Since I didn’t have the time to take it to the track, I don’t have any actual performance numbers to bring you on my end. However, our colleagues at Motor Trend had recently tested an automatic-equipped, AWD version of this car, and they’ve clocked a 0-60 run of 6.2 seconds, a quarter-mile pass in 14.6, and a 60-0 mph stopping distance of 105 ft. Which is quite respectable for a car of this type, especially considering that the power output is actually down 11 horses compared to last year’s model, as a result of the engineers reconfiguring the exhaust system around the updated AWD system for 2014.

So why don’t more people own these? Why aren’t more and more of my readers buying, building, and racing these cars? The engine is essentially an updated relative of the LNF turbo EcoTec that powered the later Cobalt SS. The brakes, suspension, and steering are leaps and bounds better than what was ever offered in a 4th-Gen F-car, and despite its less-than-breathtaking quarter-mile performance, it’s just as quick as the cult-classic 3800 Series II Supercharged Regal GS that came before it, if not slightly more so.
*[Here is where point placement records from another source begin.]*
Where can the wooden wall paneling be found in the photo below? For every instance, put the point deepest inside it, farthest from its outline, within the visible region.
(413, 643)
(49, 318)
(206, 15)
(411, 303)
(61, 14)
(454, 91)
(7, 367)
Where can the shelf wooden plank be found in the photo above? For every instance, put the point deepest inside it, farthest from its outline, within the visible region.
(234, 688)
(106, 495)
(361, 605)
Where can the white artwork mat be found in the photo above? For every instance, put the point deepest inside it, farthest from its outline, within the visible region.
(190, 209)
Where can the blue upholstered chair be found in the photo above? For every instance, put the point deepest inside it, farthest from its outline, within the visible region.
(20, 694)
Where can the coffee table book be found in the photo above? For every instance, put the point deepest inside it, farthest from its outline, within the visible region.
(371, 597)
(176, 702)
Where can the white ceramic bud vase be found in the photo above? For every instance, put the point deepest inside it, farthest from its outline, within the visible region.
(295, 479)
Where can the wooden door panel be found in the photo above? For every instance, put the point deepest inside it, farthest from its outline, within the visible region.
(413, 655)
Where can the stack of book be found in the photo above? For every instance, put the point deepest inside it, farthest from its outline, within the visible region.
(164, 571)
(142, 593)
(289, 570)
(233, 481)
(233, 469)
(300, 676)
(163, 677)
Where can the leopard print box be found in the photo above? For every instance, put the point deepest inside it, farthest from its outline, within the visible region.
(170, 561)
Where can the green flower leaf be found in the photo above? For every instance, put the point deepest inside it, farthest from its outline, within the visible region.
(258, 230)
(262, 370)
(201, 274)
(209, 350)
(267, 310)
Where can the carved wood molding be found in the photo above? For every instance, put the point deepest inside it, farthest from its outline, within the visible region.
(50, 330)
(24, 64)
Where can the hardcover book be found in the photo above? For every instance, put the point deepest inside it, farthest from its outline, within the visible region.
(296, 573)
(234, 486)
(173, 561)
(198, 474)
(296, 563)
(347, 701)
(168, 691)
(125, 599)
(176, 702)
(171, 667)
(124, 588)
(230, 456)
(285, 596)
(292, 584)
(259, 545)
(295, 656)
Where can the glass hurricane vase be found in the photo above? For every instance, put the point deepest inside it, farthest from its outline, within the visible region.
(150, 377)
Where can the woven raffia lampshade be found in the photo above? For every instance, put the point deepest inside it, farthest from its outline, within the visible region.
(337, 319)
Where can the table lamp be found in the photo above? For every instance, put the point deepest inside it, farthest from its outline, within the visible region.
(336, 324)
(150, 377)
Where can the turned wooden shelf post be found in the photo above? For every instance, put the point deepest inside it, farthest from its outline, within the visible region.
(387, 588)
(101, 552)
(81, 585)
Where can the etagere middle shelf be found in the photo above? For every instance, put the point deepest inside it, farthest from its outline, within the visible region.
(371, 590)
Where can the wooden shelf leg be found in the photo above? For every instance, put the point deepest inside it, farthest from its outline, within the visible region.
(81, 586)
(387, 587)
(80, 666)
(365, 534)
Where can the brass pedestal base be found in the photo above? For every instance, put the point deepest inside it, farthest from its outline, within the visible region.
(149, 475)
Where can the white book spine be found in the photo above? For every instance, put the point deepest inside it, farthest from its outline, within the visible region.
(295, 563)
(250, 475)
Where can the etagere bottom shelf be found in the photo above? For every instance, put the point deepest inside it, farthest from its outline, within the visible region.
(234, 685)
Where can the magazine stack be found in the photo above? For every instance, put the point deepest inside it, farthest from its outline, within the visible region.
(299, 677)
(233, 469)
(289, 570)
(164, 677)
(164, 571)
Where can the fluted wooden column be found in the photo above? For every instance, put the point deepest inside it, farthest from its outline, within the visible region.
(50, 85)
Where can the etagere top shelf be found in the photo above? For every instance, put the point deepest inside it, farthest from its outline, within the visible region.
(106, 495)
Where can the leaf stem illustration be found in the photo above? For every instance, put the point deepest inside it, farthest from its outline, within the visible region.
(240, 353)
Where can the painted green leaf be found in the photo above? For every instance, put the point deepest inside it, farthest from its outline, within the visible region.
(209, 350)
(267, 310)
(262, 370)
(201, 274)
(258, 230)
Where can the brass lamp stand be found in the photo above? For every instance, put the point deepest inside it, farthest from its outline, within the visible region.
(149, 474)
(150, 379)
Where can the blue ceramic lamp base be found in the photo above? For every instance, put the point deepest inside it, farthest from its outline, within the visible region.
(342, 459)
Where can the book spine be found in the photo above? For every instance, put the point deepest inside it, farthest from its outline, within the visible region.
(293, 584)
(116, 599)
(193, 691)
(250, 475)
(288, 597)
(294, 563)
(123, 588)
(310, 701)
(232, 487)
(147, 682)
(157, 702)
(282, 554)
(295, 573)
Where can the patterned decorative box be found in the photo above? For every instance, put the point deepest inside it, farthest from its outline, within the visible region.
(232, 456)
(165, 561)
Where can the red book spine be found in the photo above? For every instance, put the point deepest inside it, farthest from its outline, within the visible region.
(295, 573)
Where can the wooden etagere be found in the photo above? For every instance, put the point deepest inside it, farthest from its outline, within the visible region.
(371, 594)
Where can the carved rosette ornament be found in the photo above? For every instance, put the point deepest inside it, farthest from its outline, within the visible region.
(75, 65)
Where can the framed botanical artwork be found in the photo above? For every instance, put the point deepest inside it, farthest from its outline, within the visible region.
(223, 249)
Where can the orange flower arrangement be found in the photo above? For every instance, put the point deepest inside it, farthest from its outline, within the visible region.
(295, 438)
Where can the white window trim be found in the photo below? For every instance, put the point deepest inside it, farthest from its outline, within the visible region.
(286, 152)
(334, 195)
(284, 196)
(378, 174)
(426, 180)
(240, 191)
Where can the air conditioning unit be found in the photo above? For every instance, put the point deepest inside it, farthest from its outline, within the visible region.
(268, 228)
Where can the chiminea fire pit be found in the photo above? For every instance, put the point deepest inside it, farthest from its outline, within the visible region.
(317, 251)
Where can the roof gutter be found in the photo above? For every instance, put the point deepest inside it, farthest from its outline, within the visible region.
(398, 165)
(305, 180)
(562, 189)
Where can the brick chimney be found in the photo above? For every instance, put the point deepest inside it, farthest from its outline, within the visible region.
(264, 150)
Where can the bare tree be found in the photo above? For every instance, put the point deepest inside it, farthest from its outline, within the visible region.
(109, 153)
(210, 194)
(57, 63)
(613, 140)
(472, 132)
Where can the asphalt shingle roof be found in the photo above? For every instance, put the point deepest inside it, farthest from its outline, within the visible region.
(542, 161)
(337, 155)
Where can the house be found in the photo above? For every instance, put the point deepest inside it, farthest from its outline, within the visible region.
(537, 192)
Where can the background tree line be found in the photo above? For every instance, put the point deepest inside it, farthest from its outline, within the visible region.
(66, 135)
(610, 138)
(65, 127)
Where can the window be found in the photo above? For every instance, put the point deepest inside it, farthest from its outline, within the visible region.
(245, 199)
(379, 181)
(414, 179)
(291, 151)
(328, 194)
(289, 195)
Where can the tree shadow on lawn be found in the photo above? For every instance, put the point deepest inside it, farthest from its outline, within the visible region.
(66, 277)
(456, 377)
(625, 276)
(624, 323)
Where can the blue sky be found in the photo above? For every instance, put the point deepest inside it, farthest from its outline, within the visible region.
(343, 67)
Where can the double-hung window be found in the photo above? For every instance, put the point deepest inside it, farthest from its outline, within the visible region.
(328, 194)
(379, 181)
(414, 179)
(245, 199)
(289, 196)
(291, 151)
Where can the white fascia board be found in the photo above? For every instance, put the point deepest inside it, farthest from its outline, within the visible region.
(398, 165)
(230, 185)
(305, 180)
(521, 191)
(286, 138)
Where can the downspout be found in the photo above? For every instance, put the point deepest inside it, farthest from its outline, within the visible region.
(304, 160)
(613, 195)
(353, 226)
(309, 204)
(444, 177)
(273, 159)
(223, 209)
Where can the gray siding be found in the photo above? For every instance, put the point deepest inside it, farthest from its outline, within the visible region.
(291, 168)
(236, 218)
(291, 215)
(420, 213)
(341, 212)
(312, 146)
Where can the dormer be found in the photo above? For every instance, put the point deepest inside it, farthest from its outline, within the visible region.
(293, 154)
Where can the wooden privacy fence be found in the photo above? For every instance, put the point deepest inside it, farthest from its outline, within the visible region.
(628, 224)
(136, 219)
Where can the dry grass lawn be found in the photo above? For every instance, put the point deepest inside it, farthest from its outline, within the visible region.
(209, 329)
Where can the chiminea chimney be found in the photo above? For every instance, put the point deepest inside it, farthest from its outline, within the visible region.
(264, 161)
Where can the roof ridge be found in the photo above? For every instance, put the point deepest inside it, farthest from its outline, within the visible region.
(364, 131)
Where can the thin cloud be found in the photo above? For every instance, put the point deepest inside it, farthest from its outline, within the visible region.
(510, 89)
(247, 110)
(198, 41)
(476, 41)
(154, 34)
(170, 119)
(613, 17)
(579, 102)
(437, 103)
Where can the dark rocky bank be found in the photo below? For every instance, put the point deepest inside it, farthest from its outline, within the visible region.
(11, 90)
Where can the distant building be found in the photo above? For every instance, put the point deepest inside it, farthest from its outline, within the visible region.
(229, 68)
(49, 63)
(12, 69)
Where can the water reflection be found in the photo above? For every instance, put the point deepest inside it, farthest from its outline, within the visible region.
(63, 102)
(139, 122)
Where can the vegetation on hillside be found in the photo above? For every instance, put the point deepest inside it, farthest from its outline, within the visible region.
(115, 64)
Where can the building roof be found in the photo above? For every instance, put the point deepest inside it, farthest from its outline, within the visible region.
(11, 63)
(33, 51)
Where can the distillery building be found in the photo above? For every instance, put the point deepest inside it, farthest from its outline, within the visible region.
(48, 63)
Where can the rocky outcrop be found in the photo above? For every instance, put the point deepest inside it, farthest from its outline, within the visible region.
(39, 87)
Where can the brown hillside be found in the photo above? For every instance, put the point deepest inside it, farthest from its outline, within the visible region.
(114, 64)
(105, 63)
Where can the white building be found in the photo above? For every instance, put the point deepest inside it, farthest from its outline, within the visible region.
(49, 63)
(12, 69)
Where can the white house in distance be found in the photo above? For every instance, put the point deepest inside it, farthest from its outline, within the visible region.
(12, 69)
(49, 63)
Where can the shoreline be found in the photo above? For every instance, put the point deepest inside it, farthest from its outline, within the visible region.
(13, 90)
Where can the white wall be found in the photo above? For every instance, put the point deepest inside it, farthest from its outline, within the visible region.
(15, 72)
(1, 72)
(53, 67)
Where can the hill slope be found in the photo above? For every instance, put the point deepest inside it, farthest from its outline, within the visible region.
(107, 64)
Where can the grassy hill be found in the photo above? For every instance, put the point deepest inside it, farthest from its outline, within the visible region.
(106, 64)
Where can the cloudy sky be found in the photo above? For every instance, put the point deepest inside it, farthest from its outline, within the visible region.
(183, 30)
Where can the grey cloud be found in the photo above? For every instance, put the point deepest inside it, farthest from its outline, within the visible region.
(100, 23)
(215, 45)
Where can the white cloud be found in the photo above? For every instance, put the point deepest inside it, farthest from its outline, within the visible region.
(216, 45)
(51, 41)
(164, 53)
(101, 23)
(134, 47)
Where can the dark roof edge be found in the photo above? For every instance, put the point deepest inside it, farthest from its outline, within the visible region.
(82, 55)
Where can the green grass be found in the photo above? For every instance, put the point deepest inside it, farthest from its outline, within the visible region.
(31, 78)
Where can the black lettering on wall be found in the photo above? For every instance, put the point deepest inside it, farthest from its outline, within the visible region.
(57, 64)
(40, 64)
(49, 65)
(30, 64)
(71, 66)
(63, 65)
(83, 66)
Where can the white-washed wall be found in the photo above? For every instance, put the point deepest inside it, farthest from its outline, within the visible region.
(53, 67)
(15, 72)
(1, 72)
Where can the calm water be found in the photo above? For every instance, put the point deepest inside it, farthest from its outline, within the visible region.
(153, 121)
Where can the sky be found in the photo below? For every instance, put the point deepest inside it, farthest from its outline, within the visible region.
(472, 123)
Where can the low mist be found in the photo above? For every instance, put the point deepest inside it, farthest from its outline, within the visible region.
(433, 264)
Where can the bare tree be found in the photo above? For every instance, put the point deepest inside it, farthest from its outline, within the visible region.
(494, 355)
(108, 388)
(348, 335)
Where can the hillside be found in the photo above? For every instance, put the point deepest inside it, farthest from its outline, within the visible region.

2014 Buick Regal Gs Wheel Headlight 4/4

The problem is, everybody is looking at this car all-wrong. This isn’t a successor to the haloed Grand National. This isn’t a tire-smoking, V-8-rumbling, quarter-mile-intended street racer, either, for those enthusiasts still thinking of the Stage 1 455 GS Buicks from an era where most people owned a black and white television set. And that’s OK with our friends at GM, because it’s not supposed to be either of those things. What this car is, is Buick’s idea of a modern, performance family sedan for those who are cross-shopping Acura, Infiniti, and Lexus.

These days, Buick has maintained it’s identity as the mid-level luxury brand for those who want something a bit more luxurious and exclusive than a Chevrolet, but yet, less expensive to own and operate than something from Cadillac. Sure, you might say that it’s nothing more than a dolled-up Opel Insignia with a different name and a waterfall grille, but how’s that different than Honda writing Acura on a back of an Accord and then charging twice as much for it?